Mining and Quarrying sector

This sector declined nominally by 16.02% (year on year) in the second quarter of 2020. This stemmed from the decline in the various sub-sectors. According to the report by the BNS, Coal Mining grew by 10.53% in the second quarter of 2020 from -43.41% in the first quarter of 2020 and 7.63% in the second quarter of 2019. Metal Ores contracted by 7.01% in the second quarter of 2020 from - 4.10% in the first quarter 2020 and -3.77% in the second quarter of 2019. Quarrying and Other Minerals also contracted by 6.39% in the second quarter of 2020 from -83.03% in the first quarter 2020 and -3.48% in the second quarter of 2019.

Manufacturing sector

Nominal GDP growth of the Manufacturing sector in the second quarter of 2020 was recorded at –0.14% (year-on-year), or -37.92% points lower than figures recorded in the corresponding period of 2019 (37.79%) and –28.61% points lower than the preceding quarter’s figure of 28.47%. Real contribution to GDP in second quarter of 2020 was 8.82%, lower than the 9.08% recorded in second quarter of 2019 and the 9.65% recorded in the first quarter of 2020.

Other pressing macroeconomic issues.

Rising Unemployment rates

Recent data for the second quarter of 2020 from Nigeria’s bureau of statistics indicates that one in every two Nigerians in the country’s labor force is either unemployed or underemployed.

The last time unemployment data was published dated back to the third quarter of 2018, unemployment rate was 23.1%. The recent data indicated that unemployment rate has climbed to 27.1%. Underemployment which is measured by people working less than 40 hours a week, or in jobs that underutilize a person’s skills, time, or education has also increased to 28.6%.

The number of unemployed persons according to the report stood at 21.7 million out of a labor force of 80.2 million. Young Nigerians between the ages of 25 and 34, form the largest bloc of the labor force. It is worrying that the unemployment rate among this cohort is much higher at a rate of 30.7%.

Unsustainable deficits and debt servicing costs

In 2019, the Federal government-generated Revenue of N4.60tn which pales in comparison with the budgeted N9.33tn indicating a 49.3% performance. However, it represented an increase of 6.1% (year-on-year) when compared with 2018. The overall budget deficit was N4.17tn as against a Budgeted Deficit of N1.92tn. The debt service cost to revenue ratio higher was 59.4% for 2019.

In the first quarter of 2020, the government scored 48.3% as far as meeting her revenue targets is concerned. This is because, out of a budgeted revenue of N1.97tn, retained revenue was N950.56bn. 

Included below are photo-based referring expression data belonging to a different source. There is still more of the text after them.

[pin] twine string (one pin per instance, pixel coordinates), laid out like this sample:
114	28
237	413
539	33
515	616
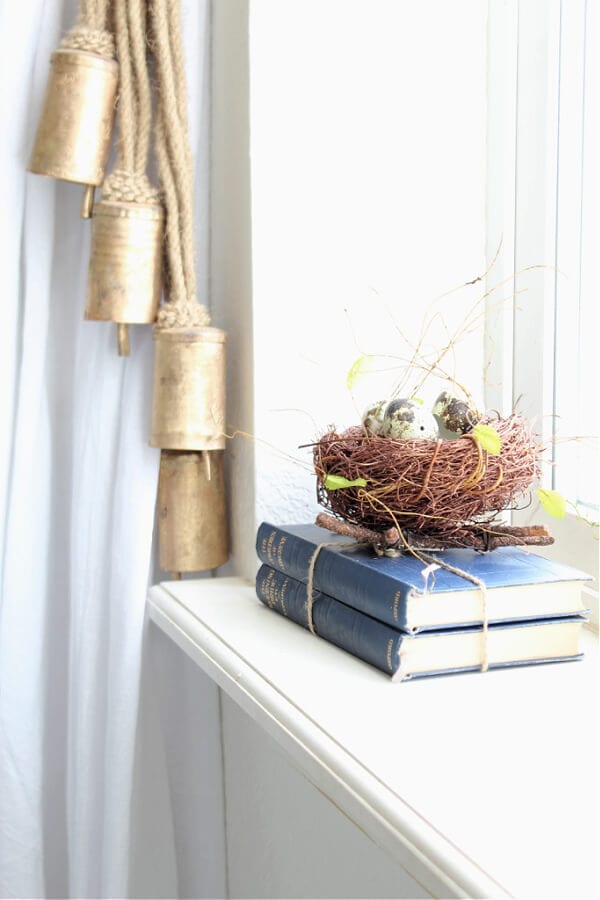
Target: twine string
310	592
175	169
90	32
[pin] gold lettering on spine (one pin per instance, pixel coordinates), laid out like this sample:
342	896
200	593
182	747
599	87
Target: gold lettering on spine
273	593
397	598
280	546
388	656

Nairametrics has expressed concerns about the elevated debt service cost of N943.12bn which implies a debt service cost to revenue ratio of 99.2%. We note the 2020 budget provided a prorated amount of N681.37bn for debt service costs which implies an overshooting of 38.4% on debt service costs.

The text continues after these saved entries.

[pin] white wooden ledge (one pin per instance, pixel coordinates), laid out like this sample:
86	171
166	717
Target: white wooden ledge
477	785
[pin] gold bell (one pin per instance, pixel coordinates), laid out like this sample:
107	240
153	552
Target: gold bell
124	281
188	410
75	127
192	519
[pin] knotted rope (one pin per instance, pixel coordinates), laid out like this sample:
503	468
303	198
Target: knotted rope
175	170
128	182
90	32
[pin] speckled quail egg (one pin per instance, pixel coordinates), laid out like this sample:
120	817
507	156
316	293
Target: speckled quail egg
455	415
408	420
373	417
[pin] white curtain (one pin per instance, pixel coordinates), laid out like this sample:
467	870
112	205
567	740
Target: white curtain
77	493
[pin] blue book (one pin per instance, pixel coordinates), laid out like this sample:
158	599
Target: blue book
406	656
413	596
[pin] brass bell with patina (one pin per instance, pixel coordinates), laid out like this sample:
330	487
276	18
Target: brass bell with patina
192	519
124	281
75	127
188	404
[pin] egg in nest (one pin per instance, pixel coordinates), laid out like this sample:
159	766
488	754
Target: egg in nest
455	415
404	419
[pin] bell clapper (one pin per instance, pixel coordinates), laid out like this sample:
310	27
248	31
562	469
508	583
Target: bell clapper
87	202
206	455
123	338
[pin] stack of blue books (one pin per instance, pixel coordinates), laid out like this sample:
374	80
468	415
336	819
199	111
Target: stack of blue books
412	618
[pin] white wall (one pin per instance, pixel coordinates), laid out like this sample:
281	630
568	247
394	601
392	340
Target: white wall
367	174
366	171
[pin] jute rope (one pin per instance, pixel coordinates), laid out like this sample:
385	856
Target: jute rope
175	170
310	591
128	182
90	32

The federal government requires stringent measures that will reboot the economy. The high unemployment rates can be tackled by promoting youth in agriculture policies that will then create jobs for the youth. It will also help address the declining trends in agriculture’s contribution to overall GDP. The much needed growth can also be attained by focusing on the digitization of the economy to take advantage of the growth in the ICT sector.